A FEW WORDS IN ENGLISH | |
THE GOOD | THE BAD |
♥ Extremely well acted ♥ Realistic and effective ♥ The investigation is interesting ♥ Visually, it’s simple yet classy |
⊗ Not everyone will like the lack of answers |
It looks like a moody thriller, but the film is more like a study of characters, between tired cops, haunted, a justice not perfect, many suspects, bad public services, and in the middle, a woman, gone too soon for no apparent reason… |
Très chouette critique pour ce film qui annonce la couleur d’emblée (et je vois que tropisme « Twin Peaks » ne t’a pas échappé). Et pourtant, jusqu’au bout on espère à une résolution de cette affaire, et le scénario de Moll et Gilles Marchand sait parfaitement en profiter. De même pour le tandem Lanners / Bouillon, excellent. Content que tu aies comme moi apprécié ce film.

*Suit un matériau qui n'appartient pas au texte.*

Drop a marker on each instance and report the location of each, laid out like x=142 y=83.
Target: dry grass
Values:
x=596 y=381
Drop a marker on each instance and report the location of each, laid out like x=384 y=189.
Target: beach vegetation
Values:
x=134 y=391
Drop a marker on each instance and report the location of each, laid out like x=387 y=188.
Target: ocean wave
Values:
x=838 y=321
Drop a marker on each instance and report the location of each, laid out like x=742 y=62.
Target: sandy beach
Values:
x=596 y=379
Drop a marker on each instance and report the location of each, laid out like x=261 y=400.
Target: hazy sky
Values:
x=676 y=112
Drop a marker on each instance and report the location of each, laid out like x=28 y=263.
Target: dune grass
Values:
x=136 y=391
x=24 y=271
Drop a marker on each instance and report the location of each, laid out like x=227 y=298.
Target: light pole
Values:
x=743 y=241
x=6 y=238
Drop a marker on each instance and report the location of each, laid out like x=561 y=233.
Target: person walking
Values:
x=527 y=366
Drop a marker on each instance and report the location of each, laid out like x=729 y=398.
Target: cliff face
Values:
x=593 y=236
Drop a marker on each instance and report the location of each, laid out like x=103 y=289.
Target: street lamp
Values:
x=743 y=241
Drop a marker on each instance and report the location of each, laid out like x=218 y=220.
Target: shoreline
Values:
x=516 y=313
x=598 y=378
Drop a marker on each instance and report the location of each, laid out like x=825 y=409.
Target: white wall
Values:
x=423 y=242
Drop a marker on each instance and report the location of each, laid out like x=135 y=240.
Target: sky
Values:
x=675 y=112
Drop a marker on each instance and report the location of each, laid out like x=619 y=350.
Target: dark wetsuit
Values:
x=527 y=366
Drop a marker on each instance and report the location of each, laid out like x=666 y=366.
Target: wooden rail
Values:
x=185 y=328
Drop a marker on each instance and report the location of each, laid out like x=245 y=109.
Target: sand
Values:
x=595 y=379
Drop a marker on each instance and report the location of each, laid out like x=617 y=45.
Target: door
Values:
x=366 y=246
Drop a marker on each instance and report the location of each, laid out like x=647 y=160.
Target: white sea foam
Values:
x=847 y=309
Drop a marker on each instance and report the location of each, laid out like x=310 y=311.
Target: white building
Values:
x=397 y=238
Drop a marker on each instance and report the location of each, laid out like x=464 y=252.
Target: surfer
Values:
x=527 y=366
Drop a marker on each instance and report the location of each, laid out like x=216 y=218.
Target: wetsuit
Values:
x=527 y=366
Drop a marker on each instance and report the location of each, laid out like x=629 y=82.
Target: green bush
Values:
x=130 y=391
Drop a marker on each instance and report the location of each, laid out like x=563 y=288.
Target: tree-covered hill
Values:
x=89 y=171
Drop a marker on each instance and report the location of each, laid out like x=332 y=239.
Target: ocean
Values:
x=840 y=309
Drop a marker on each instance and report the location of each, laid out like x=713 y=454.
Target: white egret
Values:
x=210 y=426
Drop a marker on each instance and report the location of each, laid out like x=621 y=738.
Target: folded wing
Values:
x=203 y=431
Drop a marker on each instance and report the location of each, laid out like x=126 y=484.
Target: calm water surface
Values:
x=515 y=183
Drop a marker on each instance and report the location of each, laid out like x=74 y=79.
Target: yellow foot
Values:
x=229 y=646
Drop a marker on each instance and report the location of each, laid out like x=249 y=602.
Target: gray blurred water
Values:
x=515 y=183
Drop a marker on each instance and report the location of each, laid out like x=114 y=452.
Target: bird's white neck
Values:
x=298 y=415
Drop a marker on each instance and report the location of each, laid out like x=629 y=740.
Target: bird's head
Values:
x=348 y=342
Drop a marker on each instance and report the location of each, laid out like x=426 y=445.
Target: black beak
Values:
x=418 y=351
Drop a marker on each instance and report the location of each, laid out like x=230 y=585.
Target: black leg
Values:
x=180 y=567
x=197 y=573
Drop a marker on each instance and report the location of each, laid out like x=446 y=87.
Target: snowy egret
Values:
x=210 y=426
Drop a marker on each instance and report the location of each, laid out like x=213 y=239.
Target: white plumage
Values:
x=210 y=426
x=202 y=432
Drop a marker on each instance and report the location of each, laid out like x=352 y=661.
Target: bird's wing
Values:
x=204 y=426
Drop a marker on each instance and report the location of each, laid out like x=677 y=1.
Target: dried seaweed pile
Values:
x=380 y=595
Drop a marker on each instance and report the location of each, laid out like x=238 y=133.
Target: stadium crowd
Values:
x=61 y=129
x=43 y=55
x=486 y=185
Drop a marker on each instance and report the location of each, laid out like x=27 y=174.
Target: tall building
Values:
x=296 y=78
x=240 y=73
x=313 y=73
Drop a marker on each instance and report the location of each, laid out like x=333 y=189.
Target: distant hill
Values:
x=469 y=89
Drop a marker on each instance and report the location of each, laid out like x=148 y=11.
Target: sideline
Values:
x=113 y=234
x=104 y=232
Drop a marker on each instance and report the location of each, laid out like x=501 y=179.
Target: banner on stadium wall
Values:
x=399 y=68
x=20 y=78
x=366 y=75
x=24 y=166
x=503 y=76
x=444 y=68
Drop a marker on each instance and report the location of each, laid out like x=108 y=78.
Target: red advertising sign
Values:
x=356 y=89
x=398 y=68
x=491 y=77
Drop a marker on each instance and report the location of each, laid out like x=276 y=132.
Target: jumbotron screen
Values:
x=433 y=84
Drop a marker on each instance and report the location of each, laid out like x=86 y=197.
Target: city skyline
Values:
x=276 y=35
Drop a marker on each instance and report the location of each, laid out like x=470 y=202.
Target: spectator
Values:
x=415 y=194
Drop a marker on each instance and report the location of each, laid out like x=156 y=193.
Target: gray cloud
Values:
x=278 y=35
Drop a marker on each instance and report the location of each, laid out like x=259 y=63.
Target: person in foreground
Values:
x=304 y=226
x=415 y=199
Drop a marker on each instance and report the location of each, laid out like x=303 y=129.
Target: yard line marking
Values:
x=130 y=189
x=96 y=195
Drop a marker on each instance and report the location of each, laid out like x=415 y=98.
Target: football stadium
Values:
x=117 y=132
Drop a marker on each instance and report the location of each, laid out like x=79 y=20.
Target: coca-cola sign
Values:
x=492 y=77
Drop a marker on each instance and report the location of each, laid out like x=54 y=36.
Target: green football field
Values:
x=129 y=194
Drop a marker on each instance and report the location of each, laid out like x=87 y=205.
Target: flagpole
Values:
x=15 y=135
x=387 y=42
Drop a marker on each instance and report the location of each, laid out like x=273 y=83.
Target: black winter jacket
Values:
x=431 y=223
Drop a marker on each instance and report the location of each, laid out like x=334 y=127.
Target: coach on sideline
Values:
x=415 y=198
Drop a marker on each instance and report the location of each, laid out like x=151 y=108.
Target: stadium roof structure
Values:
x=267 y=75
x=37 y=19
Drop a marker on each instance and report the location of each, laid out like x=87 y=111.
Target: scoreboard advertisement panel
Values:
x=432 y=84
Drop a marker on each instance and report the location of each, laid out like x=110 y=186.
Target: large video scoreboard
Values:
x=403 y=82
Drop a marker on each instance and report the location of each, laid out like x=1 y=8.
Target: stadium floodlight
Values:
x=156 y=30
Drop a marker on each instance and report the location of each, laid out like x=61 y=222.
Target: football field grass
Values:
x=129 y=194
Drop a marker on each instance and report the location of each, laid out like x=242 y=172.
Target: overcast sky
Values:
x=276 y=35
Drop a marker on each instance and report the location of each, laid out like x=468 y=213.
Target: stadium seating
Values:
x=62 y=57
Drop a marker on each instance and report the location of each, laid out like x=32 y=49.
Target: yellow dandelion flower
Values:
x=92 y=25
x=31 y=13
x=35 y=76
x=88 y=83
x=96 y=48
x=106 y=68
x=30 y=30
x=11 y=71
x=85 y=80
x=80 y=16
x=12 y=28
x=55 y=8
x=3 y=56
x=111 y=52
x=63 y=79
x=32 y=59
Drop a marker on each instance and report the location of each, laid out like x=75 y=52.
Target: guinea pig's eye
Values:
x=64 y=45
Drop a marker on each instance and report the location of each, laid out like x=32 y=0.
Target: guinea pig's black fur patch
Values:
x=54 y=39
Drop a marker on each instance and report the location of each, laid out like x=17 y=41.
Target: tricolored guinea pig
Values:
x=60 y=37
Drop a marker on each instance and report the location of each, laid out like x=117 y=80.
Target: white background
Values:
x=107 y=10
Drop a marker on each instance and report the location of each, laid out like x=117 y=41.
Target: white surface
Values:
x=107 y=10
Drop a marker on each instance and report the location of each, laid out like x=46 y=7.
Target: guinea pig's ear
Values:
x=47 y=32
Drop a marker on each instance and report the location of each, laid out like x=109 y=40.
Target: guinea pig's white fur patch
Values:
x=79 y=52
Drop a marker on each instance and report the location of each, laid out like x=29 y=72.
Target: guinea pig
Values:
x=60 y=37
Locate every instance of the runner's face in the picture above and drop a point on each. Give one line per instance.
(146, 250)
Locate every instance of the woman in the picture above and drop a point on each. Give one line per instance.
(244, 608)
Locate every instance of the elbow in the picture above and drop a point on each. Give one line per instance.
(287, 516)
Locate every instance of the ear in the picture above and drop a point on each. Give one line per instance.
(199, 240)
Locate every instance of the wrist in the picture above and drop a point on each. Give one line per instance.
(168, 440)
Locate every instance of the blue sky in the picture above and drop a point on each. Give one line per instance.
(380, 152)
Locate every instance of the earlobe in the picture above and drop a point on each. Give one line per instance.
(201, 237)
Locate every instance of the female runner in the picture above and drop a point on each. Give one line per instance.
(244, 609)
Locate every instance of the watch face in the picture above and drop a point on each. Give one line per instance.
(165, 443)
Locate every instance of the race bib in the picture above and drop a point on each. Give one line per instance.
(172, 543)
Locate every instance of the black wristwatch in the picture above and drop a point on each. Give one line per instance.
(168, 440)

C’était risqué d’ailleurs, d’ouvrir cash le film sur la mention « l’enquête n’est pas résolue ». Et pourtant, ça marche, on veut quand même y croire en effet, et le film trouve sa force dans tous les à côtés. Certaines scènes très simples sont pourtant tellement fortes, comme les rendez-vous avec la juge dans la seconde partie, ou bien la conversation dans le restaurant entre l’enquêteur et la meilleure amie de la victime, qui craque.
J’aime bien cette structure d’enquête un peu à la Citizen Kane. La juge interprétée par Anouk Grimberg est géniale. Son arrivée dans le scénario permet de redonner du souffle à l’enquête et un regain d’intérêt pour le spectateur. Très bien pensé.
Dans ton top de l’année je pense du coup ?
Si j’en faisais un, il y serait sûrement.